Diphenhydramine: Commonly known as Benadryl, is an antihistamine that relieves allergy symptoms and causes sedation which can be perfect to help you get a good night’s sleep during allergy season. Benadryl is also used to induce sleep and treat motion sickness.
Loratadine: Commonly known as Claritin, is a long lasting, non-sedating antihistamine that is a one pill a day fix that treats symptoms including itchy/water eyes, runny nose and sneezing with no drowsy side effects. Claritin is also used to treat itching and hives.
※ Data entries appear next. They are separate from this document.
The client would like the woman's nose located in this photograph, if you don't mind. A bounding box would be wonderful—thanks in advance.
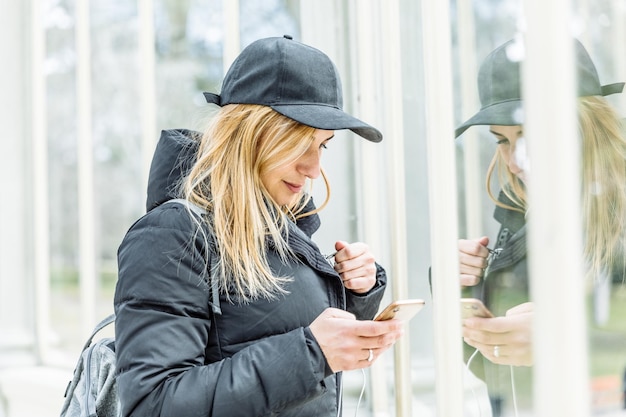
[298,149,321,179]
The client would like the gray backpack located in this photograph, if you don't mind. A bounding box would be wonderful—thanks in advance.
[61,314,121,417]
[61,199,222,417]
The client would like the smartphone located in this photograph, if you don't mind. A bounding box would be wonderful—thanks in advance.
[374,299,425,321]
[461,298,495,319]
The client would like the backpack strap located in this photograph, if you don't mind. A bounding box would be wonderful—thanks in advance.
[163,198,222,315]
[83,313,115,351]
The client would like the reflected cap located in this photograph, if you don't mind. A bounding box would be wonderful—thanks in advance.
[204,35,383,142]
[455,39,624,137]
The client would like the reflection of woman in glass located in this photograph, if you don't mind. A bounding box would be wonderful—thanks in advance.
[456,40,626,412]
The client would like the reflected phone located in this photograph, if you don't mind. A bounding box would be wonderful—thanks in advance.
[461,298,495,319]
[374,299,425,321]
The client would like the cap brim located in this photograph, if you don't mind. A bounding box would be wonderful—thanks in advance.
[454,100,524,138]
[270,104,383,142]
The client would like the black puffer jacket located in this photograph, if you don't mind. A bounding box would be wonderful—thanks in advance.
[115,130,386,417]
[464,191,532,409]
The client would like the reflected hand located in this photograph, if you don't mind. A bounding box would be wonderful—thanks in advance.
[458,236,489,287]
[334,240,376,294]
[309,308,404,372]
[463,302,534,366]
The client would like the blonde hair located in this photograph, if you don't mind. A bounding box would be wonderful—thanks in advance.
[183,104,330,302]
[487,96,626,276]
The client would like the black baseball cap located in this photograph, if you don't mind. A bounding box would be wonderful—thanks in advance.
[204,35,383,142]
[455,39,624,137]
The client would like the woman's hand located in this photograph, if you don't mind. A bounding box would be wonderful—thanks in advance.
[334,240,376,294]
[459,236,489,287]
[463,302,534,366]
[309,308,404,372]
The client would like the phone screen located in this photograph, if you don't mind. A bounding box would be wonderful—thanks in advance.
[461,298,494,319]
[374,299,425,321]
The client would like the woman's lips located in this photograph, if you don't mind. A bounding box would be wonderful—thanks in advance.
[285,181,302,194]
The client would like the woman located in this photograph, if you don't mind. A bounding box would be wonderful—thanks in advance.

Cetirizine: Commonly known as Zyrtec, is an antihistamine that relieves allergy symptoms such as watery/itchy eyes, sneezing, runny nose and hives. It works by blocking histamine that is made by your body during an allergic reaction. Zyrtec can also be used to provide relief of cold symptoms.
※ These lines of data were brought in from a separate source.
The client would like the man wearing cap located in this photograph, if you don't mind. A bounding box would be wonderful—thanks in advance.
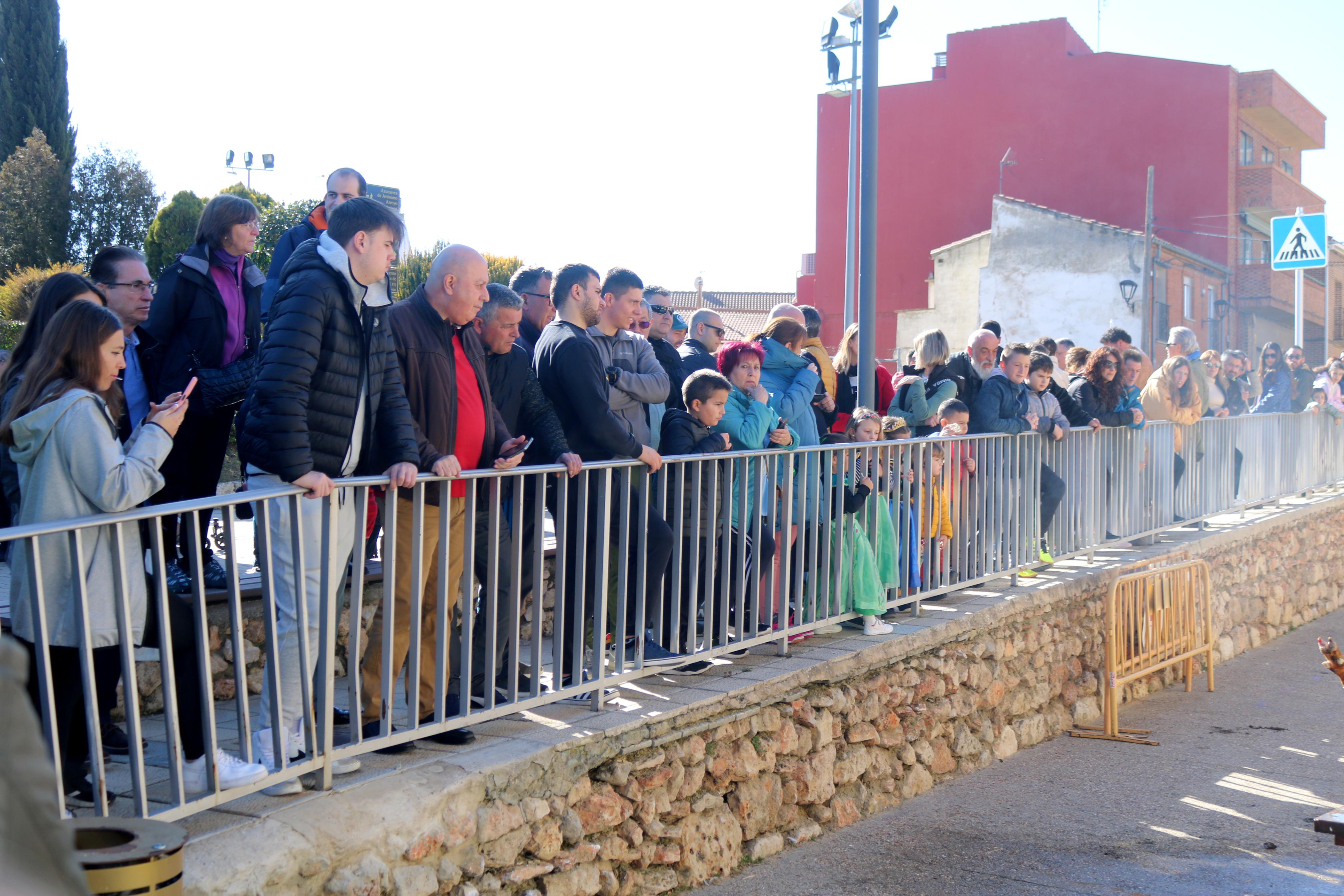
[644,286,685,411]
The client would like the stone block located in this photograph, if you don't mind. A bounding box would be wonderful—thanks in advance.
[677,807,742,884]
[542,865,602,896]
[322,853,392,896]
[476,802,526,843]
[742,832,784,861]
[393,865,438,896]
[785,821,821,846]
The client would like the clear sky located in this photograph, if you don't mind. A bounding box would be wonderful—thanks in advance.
[61,0,1344,290]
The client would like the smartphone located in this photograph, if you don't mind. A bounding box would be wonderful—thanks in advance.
[500,439,534,461]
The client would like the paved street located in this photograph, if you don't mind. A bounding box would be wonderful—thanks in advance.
[697,614,1344,896]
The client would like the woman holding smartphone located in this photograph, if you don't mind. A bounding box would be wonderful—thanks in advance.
[0,302,266,803]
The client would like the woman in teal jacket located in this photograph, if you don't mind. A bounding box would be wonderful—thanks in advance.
[714,342,798,525]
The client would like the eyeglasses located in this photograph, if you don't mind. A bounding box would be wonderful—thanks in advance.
[103,279,159,296]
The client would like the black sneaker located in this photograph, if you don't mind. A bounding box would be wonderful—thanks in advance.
[663,660,714,676]
[164,560,191,594]
[421,716,476,747]
[204,555,228,590]
[64,776,117,809]
[360,721,415,756]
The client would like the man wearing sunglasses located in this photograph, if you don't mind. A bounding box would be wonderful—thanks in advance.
[89,246,159,442]
[680,308,727,377]
[508,265,555,357]
[644,286,685,414]
[1283,345,1316,414]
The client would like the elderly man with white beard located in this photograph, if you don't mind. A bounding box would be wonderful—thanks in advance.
[946,329,999,407]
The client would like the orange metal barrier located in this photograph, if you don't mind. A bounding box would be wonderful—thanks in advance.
[1068,558,1214,745]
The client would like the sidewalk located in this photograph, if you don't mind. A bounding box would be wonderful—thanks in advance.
[695,615,1344,896]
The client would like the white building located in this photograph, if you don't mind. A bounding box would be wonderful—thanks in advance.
[897,196,1228,356]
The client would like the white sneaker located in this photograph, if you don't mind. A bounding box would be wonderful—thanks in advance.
[863,617,895,634]
[182,747,269,794]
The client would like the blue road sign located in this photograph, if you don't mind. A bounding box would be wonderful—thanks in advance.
[1270,213,1325,270]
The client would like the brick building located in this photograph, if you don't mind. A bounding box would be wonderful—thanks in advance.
[797,19,1325,357]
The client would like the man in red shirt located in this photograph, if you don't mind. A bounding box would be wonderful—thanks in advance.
[360,244,526,752]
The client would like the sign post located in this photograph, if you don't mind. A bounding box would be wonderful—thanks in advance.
[1270,205,1329,351]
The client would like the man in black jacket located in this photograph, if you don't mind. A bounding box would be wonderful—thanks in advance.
[946,329,999,407]
[261,168,368,317]
[238,197,421,795]
[508,265,555,352]
[644,286,685,411]
[532,265,682,700]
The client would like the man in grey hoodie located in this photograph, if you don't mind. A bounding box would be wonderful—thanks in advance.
[587,267,671,447]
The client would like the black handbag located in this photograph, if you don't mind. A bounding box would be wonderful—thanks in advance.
[191,340,257,411]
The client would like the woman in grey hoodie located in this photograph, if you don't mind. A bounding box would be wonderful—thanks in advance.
[0,302,266,799]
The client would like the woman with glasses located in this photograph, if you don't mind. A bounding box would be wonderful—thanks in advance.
[145,193,266,594]
[1251,342,1293,414]
[1068,345,1144,426]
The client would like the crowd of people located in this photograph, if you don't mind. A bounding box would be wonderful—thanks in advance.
[0,168,1344,801]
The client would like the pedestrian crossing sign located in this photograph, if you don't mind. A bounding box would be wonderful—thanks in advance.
[1270,213,1325,270]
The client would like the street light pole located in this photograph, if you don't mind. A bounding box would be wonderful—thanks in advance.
[857,0,887,414]
[844,20,859,329]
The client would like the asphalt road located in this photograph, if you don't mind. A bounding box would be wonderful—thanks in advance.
[697,612,1344,896]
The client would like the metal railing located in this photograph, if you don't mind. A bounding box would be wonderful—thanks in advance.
[10,415,1344,820]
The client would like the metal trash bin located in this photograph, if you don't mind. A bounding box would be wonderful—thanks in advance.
[64,818,187,896]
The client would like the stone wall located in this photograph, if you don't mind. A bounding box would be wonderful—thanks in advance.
[185,500,1344,896]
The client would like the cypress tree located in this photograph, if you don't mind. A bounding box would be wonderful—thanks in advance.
[0,0,75,172]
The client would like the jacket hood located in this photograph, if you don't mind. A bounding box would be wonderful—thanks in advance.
[178,243,266,286]
[9,388,116,465]
[317,230,393,308]
[761,338,808,371]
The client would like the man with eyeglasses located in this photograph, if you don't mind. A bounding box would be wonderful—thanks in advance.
[644,286,685,411]
[680,308,727,377]
[1283,345,1316,414]
[508,265,555,357]
[89,246,157,442]
[261,168,368,319]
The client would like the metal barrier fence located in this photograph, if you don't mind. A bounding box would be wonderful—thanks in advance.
[0,415,1344,821]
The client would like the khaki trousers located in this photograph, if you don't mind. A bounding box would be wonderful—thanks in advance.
[360,497,466,724]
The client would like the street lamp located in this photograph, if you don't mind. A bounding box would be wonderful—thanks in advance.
[1120,279,1138,312]
[821,0,897,333]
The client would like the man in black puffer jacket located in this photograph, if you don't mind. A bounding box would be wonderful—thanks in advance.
[238,197,419,795]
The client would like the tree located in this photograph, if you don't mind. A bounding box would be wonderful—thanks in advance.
[70,146,161,265]
[484,253,523,284]
[249,193,321,274]
[0,0,75,167]
[0,128,70,273]
[219,180,276,211]
[145,190,206,278]
[393,239,447,302]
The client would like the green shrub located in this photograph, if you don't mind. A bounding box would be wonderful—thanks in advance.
[0,265,83,321]
[0,321,23,352]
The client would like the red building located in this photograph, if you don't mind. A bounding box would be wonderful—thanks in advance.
[797,19,1325,356]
Fexofenadine: Commonly known as Allegra, temporary relieves allergy symptoms such as runny nose, itchy/watery eyes, sneezing, and itching of the nose and throat. Fexofenadine, like many other antihistamines, does not pass through the blood-brain barrier; therefore it does not cause drowsiness.
Is It Just Me, Or Is Allergy Season Getting Worse?
With such a cold start to spring, the recent hot spell has caused plants to bloom and release pollen all together instead of spacing it out between the spring months. The trees have had to make up for some lost time and are releasing large amounts of pollen which might be the reason for this year’s intense allergy season.
This rush to spring has not provided everyone with an adequate amount of time to adjust from the harsh winter. The quick change from cold to hot can make it hard to determine the difference between a cold and allergy flare-ups. If your allergies are extremely bad this season, consult your doctor to help pin-point your triggers and determine if allergies are the main cause of your symptoms. Ultimately knowing what causes your allergies will allow you to avoid those triggers and help you survive the season.